Now there are chunks of time...two or three hours at a time...when I don't have anything I have to do. (Housework doesn't count if no guests are coming, right?) I volunteer several times a week, for several hours at a time. I have two young grandchildren who spend a couple of nights a week at my house. And, of course, I travel. Road trips and more exotic affairs... But I'm wanting to figure out what is mine to do now that I'm retired and basically free to do nothing...I could read all the time. Some folks do. I could watch movies. Some folks do. I could play bridge. Some folks do. I could exercise. Some folks do.

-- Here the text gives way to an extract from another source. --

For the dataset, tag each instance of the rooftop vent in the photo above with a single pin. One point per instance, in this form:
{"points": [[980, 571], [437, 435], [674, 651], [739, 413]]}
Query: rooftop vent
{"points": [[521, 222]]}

But I have time to do all these things...and cook homemade meals...and still have time left over. So what is mine to do? Write? Maybe...that is a gift I have and like but have not felt like doing much in the past few years. Maybe that's changing. Maybe that's what this is about. Yet, in the middle of this transition (if this is what it is), I parked in front of the bush in the photo. And just stared at it. This is what I realized after five minutes of contemplation:
The bush is doing nothing obvious. It is not reading or playing bridge or picking up grandchildren for sleepovers.It is not delivering Meals on Wheels or helping seat patrons at Walton Arts Center performances. It is not encouraging fellow members of the Homemade Method community. It is not cleaning house. It is standing there. Quietly. Sometimes it moves in the wind or bends in the rain. Once a year, it does add some branches and it always releafs each spring, but the bush does not wonder what its purpose is. It simply thrives. Moment by moment, until the day it dies.
Why can't I be as content and serene and unbothered as the bush? There's this passage in the Bible where Jesus talks about worrying...Matthew, Chapter 6. Jesus compares humans to flowers. "Consider the lilies of the field, how they grow: they neither toil nor spin; and yet I say to you that even Solomon in all his glory was not arrayed like one of these." Jesus was saying to not worry about our human needs...it will all get taken care of...but I'm also wondering if this passage indicates that I, too, have value and purpose just by standing here, like the bush.
The bush offers sweet smells and colorful foliage and flowers in the summer. It offers its bare brown sculpted branches in the winter. It offers oxygen to the environment. It holds the ground together with its roots. It breaks the wind. It supports bird nests. I do as much. No, I do way more...and I even offer carbon dioxide to the bush! I do all of this even when I am spending time on trivial matters.
I have the time for this. What I don't have time for anymore is doubting myself.